Speaking of adventures, I sought out the nearest farmer's market last week! There's such a charm to market shopping! It makes me feel like an old-fashioned girl, going to the market to barter for fresh food for the week. My 'splurge' was a cute little pot of rosemary to plant in a flowerbox outside. I'll definitely be back next week! I can't wait until the watermelons are ready...
I'm writing for The Catholic Sip now and was featured on one of their podcasts recently. What a fun time. One of the hosts was one of our groomsmen, so I had a bit of an 'in' to writing for them. They're a great new ministry, though, and it's made me seek out other podcasts. I never really listened to them before and now I'm finding all sorts of neat ones (although I still don't quite understand how to use them...can you subscribe so they're automatically downloaded to your phone?
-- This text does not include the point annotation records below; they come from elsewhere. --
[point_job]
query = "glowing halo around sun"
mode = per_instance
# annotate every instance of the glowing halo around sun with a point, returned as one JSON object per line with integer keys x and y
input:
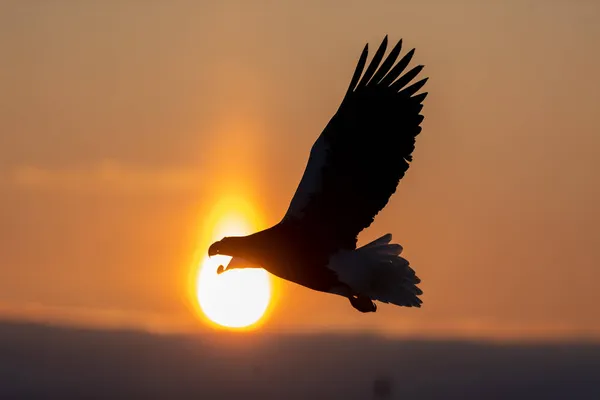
{"x": 238, "y": 298}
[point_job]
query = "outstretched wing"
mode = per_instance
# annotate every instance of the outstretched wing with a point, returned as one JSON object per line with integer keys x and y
{"x": 363, "y": 152}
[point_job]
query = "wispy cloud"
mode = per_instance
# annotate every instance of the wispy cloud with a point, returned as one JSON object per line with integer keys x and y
{"x": 105, "y": 177}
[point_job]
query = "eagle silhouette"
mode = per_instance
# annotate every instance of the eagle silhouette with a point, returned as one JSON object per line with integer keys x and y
{"x": 354, "y": 167}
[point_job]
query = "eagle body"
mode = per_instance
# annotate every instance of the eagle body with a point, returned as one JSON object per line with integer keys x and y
{"x": 354, "y": 167}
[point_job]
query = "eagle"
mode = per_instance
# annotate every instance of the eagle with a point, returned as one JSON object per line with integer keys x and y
{"x": 354, "y": 167}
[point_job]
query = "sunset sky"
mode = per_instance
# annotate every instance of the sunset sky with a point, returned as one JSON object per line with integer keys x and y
{"x": 124, "y": 124}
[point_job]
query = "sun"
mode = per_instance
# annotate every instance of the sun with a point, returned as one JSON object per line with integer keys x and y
{"x": 238, "y": 298}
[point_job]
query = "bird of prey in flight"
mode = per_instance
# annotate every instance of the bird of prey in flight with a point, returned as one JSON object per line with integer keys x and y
{"x": 354, "y": 167}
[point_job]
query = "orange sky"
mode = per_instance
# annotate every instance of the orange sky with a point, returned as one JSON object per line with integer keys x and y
{"x": 122, "y": 124}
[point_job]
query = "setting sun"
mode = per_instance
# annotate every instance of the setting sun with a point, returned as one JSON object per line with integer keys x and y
{"x": 237, "y": 298}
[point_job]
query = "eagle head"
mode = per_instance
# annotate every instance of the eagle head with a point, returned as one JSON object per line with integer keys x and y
{"x": 234, "y": 247}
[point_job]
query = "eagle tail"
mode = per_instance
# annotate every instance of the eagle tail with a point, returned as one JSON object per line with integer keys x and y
{"x": 378, "y": 271}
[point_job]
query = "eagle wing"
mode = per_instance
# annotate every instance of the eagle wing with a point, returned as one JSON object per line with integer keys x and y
{"x": 358, "y": 160}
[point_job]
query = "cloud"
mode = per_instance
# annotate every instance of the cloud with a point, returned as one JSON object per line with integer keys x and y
{"x": 106, "y": 177}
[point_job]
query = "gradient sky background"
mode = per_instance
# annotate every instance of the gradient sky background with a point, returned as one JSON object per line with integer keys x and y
{"x": 122, "y": 124}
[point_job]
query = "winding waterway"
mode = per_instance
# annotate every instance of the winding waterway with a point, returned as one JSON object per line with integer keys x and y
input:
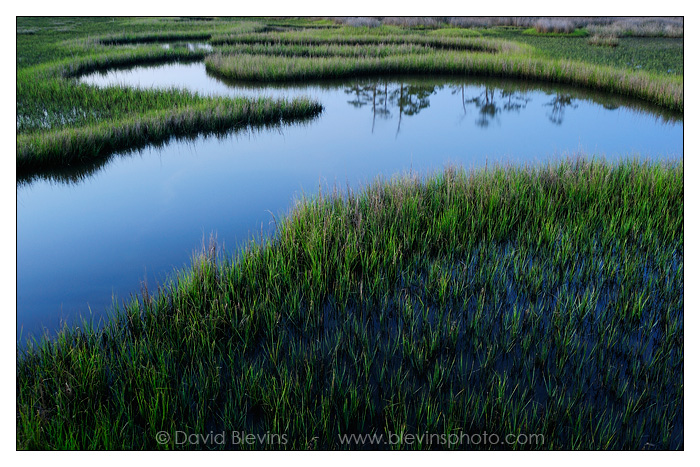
{"x": 90, "y": 237}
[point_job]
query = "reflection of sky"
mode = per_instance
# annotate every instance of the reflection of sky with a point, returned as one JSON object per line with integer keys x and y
{"x": 144, "y": 214}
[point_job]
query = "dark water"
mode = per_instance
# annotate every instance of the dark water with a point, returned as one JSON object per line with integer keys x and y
{"x": 92, "y": 235}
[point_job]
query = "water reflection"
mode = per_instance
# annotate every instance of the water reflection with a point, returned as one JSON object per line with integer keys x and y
{"x": 407, "y": 99}
{"x": 389, "y": 99}
{"x": 96, "y": 231}
{"x": 559, "y": 104}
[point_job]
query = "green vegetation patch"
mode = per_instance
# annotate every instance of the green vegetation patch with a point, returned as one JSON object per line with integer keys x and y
{"x": 542, "y": 301}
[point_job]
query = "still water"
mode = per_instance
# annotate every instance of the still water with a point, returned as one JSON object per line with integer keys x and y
{"x": 90, "y": 237}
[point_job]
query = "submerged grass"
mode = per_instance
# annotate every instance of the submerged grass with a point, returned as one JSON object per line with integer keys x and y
{"x": 544, "y": 301}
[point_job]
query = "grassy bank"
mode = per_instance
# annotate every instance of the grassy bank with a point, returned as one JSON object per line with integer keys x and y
{"x": 62, "y": 123}
{"x": 541, "y": 301}
{"x": 56, "y": 115}
{"x": 664, "y": 92}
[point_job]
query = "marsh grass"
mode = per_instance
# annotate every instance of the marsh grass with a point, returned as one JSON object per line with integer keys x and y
{"x": 660, "y": 90}
{"x": 55, "y": 114}
{"x": 545, "y": 300}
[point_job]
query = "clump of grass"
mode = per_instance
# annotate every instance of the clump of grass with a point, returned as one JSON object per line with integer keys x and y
{"x": 604, "y": 40}
{"x": 545, "y": 301}
{"x": 665, "y": 91}
{"x": 559, "y": 26}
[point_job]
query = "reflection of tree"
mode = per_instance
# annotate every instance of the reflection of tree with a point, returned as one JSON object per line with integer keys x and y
{"x": 408, "y": 99}
{"x": 490, "y": 104}
{"x": 559, "y": 104}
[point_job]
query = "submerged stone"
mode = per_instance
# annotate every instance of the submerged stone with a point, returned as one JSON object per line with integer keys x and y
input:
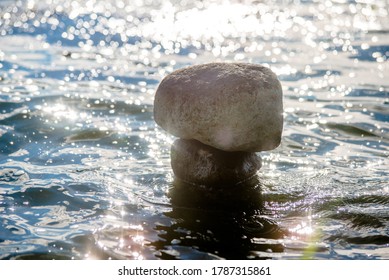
{"x": 229, "y": 106}
{"x": 200, "y": 164}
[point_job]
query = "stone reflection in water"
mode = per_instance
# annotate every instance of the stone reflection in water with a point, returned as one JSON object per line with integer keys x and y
{"x": 221, "y": 221}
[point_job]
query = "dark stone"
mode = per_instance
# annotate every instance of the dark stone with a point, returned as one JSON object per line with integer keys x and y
{"x": 196, "y": 163}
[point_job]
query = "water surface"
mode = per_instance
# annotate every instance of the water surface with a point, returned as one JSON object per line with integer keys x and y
{"x": 85, "y": 171}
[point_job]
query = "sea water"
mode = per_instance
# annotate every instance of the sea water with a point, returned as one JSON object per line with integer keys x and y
{"x": 85, "y": 171}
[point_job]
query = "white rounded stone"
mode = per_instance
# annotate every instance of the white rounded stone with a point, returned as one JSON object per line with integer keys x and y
{"x": 229, "y": 106}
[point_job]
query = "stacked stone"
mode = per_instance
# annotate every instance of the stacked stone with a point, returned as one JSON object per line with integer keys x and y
{"x": 223, "y": 113}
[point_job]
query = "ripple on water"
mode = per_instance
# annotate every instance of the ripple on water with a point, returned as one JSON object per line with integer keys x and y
{"x": 85, "y": 172}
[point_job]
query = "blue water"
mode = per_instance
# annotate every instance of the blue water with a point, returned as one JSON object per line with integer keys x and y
{"x": 85, "y": 171}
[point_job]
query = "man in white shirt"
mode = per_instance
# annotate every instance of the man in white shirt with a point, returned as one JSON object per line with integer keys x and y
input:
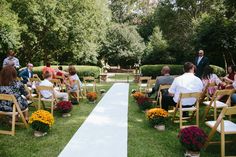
{"x": 48, "y": 94}
{"x": 186, "y": 83}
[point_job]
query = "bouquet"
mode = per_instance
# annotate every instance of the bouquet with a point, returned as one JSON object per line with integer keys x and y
{"x": 144, "y": 103}
{"x": 64, "y": 106}
{"x": 41, "y": 120}
{"x": 157, "y": 116}
{"x": 91, "y": 96}
{"x": 192, "y": 138}
{"x": 137, "y": 95}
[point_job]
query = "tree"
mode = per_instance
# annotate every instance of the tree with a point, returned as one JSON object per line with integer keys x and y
{"x": 157, "y": 49}
{"x": 10, "y": 29}
{"x": 123, "y": 45}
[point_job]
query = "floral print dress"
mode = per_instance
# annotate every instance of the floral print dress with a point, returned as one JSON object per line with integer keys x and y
{"x": 17, "y": 89}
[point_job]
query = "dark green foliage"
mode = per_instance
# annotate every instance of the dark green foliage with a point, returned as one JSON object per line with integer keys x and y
{"x": 39, "y": 126}
{"x": 82, "y": 71}
{"x": 155, "y": 70}
{"x": 123, "y": 45}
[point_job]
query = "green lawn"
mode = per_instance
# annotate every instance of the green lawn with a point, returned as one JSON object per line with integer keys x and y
{"x": 145, "y": 141}
{"x": 24, "y": 144}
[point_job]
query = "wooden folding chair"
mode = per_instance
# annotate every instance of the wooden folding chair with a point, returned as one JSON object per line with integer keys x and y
{"x": 159, "y": 93}
{"x": 16, "y": 110}
{"x": 217, "y": 104}
{"x": 52, "y": 100}
{"x": 143, "y": 83}
{"x": 194, "y": 109}
{"x": 57, "y": 84}
{"x": 224, "y": 127}
{"x": 89, "y": 82}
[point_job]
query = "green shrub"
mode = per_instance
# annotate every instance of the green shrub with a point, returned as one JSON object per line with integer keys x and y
{"x": 81, "y": 70}
{"x": 155, "y": 70}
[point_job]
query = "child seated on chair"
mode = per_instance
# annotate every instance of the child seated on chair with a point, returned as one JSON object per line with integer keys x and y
{"x": 48, "y": 94}
{"x": 73, "y": 84}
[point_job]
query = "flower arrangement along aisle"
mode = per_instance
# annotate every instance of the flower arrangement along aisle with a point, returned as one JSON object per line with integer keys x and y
{"x": 137, "y": 95}
{"x": 157, "y": 117}
{"x": 91, "y": 96}
{"x": 193, "y": 139}
{"x": 41, "y": 121}
{"x": 144, "y": 103}
{"x": 64, "y": 107}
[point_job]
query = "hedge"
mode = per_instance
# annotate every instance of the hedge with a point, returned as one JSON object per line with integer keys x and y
{"x": 155, "y": 70}
{"x": 81, "y": 70}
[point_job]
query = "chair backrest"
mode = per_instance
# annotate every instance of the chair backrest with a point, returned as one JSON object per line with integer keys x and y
{"x": 56, "y": 82}
{"x": 195, "y": 95}
{"x": 144, "y": 79}
{"x": 88, "y": 79}
{"x": 36, "y": 79}
{"x": 45, "y": 88}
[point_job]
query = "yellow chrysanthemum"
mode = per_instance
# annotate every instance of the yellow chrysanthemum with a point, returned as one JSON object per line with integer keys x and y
{"x": 42, "y": 116}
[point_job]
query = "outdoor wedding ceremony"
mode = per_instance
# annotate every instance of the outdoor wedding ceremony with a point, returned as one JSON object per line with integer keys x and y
{"x": 117, "y": 78}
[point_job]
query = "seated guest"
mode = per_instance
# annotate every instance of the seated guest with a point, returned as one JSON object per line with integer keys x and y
{"x": 233, "y": 97}
{"x": 162, "y": 80}
{"x": 48, "y": 94}
{"x": 9, "y": 85}
{"x": 186, "y": 83}
{"x": 27, "y": 73}
{"x": 209, "y": 77}
{"x": 49, "y": 69}
{"x": 230, "y": 74}
{"x": 72, "y": 86}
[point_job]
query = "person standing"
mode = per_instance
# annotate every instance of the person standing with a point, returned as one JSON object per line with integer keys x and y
{"x": 11, "y": 60}
{"x": 201, "y": 61}
{"x": 186, "y": 83}
{"x": 162, "y": 80}
{"x": 27, "y": 73}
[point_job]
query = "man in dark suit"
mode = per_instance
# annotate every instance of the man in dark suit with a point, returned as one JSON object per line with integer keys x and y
{"x": 201, "y": 61}
{"x": 27, "y": 73}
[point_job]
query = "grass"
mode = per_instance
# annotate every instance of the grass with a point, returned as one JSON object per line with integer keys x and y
{"x": 145, "y": 141}
{"x": 24, "y": 144}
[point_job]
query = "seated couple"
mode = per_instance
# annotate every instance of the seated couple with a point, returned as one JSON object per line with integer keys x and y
{"x": 186, "y": 83}
{"x": 48, "y": 94}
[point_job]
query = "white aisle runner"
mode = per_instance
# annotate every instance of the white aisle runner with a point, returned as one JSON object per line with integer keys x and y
{"x": 104, "y": 132}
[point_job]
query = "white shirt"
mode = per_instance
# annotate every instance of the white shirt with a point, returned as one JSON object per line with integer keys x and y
{"x": 199, "y": 59}
{"x": 11, "y": 61}
{"x": 76, "y": 77}
{"x": 186, "y": 83}
{"x": 46, "y": 93}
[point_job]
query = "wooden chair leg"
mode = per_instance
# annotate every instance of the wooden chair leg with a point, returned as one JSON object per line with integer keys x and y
{"x": 222, "y": 140}
{"x": 180, "y": 119}
{"x": 13, "y": 123}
Help a tech-challenged girl, will you?) Do you have any favorites podcasts to share while I'm on this craze?
I officially told my employer that I'll be looking for a new job so they can begin the hiring/training process while I'm still there. What a bittersweet time! I've held my position in cardiology for eight years!! But the drive is now about an hour from our new house and I'm just exhausted from the early mornings and the two-hours worth of driving each day-- it makes for a cranky wife sometimes, just to keep things real. I'm on the hunt and God has provided some exciting opportunities! One step at a time...I'll keep you informed, stay tuned!
This book. This beautiful book that I've had for months but read at just the right time. God has a way of nudging us like that...despite all the joyous events in my life these past few months, I've felt a little spiritually dry or distant. Enter Every Bitter Thing Is Sweet, by Sara Hagerty. A story of personal faith, infertility, adoption, authenticity, rejecting legalism, and finding sweet intimacy with God. It was a powerful book for me and one chapter in particular just...hit me. And all of a sudden I was crying redemptive tears and praying from a heart that God was slowly renewing.
And He knew I would need that closeness with Him. The God who sees us. The God who is with us. The God who holds us tightly and walks with us through the valley.
Because last month I miscarried.
I know. I'm tucking it here in the last of my quick takes. Because after these weeks of intense grief and sorrow, the wound is healed enough to be tucked away...or maybe rather protected from those who don't understand. But I want you to know. And I'll talk about it more soon. But for now-- know that I tasted the indescribable goodness of being a mama. Of a little life growing inside. I have a child. I will meet him someday. My heart is torn by the separation of this life...but rejoicing that the Lord is holding my baby. He is still good. And I praise Him for the gift of a little one, an eternal soul that will be happy with Him forever. We love our child more than I ever knew was possible. Love hurts but it's still beautiful.
Every life is a gift, no matter how brief it be upon this earth. And so life is still beautiful, too.